Две вещи отличали его от виденных мною статуй: спир да еще сияние вокруг головы. И то и другое, в отличие от Семена, двигалось весьма активно. Спир, тот просто метался – то вытягивался чуть ли не в струнку, опускаясь до самых подошв семеновых сапог, то сокращался, клубком заматываясь на неподвижном лице. Сияние же просто расширялось. От тонкого красноватого венчика он переходило по всем цветам спектра, вспухая и наливаясь наконец сине-фиолетовым шарообразным коконом немалых размеров. После чего вновь опадая до изящной малиновой каемки.
– М-м-м!… – застонал Матвей в коридоре.
Мы, как по команде, повернулись к нему.
Он был плох. Зубы плотно сжаты, лицо искажено мукой, на лбу выступили крупные капли пота.
– М-м! – единственное, что он мог произнести в полубеспамятстве.
– Ах! – громко и счастливо хлопнуло что-то в помещении-«холодильнике».
Обернувшись, мы увидели лишь отголоски этого звонкого взрыва – радужное сияние, весело разлетающееся по углам темной коморки, гаснущее и остывающее. И услышали натужное сопение Семена, все еще пытающегося отодрать сапог от мертвой ноги.
– Вот же свинья собачья, как примерзла!… – пробормотал он вполголоса, не замечая нас.
– А что ты там делаешь, Семен? – поинтересовался Матвей из-за наших спин. Голос у него был вполне нормальный, да и выглядел он очень спокойным. Даже каким-то умиротворенным и всем довольным. Если б не крупные, еще не высохшие капли пота на лбу, ни за что бы не поверила, что этот человек только что стонал.

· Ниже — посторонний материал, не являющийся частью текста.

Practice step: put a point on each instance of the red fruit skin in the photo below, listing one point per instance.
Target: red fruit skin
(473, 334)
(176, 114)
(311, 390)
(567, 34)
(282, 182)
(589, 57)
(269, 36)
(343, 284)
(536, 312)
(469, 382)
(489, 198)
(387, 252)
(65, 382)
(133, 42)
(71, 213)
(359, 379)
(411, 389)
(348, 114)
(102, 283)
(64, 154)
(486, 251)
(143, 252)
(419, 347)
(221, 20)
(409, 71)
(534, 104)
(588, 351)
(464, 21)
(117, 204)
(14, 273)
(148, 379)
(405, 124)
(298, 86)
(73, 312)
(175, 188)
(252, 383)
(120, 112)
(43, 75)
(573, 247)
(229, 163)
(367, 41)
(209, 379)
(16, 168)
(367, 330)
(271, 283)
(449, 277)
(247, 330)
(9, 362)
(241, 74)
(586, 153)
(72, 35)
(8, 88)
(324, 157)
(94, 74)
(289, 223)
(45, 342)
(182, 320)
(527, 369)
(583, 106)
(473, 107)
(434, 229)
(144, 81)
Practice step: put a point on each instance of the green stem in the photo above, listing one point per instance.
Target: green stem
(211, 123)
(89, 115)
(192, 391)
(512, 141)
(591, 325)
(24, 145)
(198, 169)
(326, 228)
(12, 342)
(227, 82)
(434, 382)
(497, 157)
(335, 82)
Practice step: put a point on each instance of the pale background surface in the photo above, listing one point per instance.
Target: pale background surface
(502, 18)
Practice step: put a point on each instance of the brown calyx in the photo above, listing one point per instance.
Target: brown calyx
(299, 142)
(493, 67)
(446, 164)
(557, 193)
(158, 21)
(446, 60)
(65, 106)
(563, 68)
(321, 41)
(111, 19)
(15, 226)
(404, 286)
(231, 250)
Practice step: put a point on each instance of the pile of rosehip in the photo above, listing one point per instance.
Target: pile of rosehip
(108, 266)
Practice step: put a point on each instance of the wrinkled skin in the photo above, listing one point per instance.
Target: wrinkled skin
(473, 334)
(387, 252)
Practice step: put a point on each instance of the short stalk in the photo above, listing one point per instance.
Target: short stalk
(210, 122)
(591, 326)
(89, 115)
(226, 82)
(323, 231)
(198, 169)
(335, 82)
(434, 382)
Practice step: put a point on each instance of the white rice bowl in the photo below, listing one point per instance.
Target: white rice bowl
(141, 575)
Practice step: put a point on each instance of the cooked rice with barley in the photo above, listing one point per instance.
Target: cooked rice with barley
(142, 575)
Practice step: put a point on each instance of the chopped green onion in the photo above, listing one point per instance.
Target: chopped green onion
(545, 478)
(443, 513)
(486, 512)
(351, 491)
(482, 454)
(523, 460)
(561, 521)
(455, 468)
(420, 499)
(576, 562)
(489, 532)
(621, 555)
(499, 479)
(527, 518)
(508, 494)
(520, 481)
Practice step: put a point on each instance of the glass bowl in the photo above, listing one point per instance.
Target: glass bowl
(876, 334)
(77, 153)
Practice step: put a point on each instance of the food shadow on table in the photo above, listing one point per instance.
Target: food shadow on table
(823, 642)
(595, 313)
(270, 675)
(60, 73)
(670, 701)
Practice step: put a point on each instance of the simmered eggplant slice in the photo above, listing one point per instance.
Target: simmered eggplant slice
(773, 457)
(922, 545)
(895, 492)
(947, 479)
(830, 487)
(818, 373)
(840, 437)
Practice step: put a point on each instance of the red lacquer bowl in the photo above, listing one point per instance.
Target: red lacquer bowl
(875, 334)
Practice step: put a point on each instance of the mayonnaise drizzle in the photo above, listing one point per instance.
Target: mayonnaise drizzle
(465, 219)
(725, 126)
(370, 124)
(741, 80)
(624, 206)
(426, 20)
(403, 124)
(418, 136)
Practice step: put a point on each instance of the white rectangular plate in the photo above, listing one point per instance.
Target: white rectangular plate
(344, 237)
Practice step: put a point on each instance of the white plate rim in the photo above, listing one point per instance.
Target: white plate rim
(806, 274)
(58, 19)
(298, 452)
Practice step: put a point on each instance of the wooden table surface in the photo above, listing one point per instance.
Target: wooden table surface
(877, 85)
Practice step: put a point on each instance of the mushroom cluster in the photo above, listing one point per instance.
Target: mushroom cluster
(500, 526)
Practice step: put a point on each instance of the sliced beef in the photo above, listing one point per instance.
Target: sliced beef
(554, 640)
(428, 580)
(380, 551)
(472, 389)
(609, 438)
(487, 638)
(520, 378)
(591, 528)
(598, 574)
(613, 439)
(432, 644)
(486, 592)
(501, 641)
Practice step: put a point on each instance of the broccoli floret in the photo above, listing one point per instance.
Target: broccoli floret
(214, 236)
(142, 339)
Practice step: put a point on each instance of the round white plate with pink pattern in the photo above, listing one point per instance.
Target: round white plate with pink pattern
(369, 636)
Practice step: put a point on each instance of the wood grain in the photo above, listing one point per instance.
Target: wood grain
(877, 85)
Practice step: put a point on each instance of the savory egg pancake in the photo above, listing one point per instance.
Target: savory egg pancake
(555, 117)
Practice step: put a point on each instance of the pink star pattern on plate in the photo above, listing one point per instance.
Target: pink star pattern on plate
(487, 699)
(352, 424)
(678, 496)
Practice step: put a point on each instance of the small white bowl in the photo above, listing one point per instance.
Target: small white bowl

Семен дернулся. Выронил ногу, которая с деревянным стуком рухнула на пол, оглянулся на нас в явной панике:
– А чего?… А вы откуда?… Вы ж только что спали?…
– Мы проснулись, – любезно разъяснил Серега. – Матвей нас разбудил. Болело у него. Как теперь, Матвей? Не болит?
– Не-а, – хмыкнул Акинфович. – Как бабка пошептала!
– Семен, – ласково спросила я. – А все-таки? Что ты тут поделывал? И отвечай скорей, пока нас всех не поморозил!
– А то не понятно, что он тут делал! – зло дернул щекой Гаврила. – Сапоги с покойника своровать хотел!
– Думаю, нет смысла стоять и мерзнуть, – заметил Олег, поворачиваясь. – Можно и в коридоре поговорить. Выходите, Бреньков.
– Да я – что?… – забормотал Семен, появляясь на свет вслед за остальными и щурясь после полумрака «холодильника». – Сапоги-то хорошие!… Мне впору были! Я еще тогда хотел их у Жирослава сменять на что-нибудь, когда он был живой!…
– О! – радостно вскричал Гаврила. – А Семен наш голутвенным стал! Не лыцар он теперича! – и ткнул пальцем, показывая на шею Бренькова, белеющую из-под бороды. Совсем голую – даже без намека на гривну.
– Ох ты! – поразился Матвей. Придвинулся ближе, всматриваясь.
– Дела! – сокрушенно покачал головой Серега.
– А? Что? Куда?! – завопил Семен, щупая под бородой.
– Ты это имела в виду, когда сказала: «Профилактика произведена»? – тихо спросил меня Олег.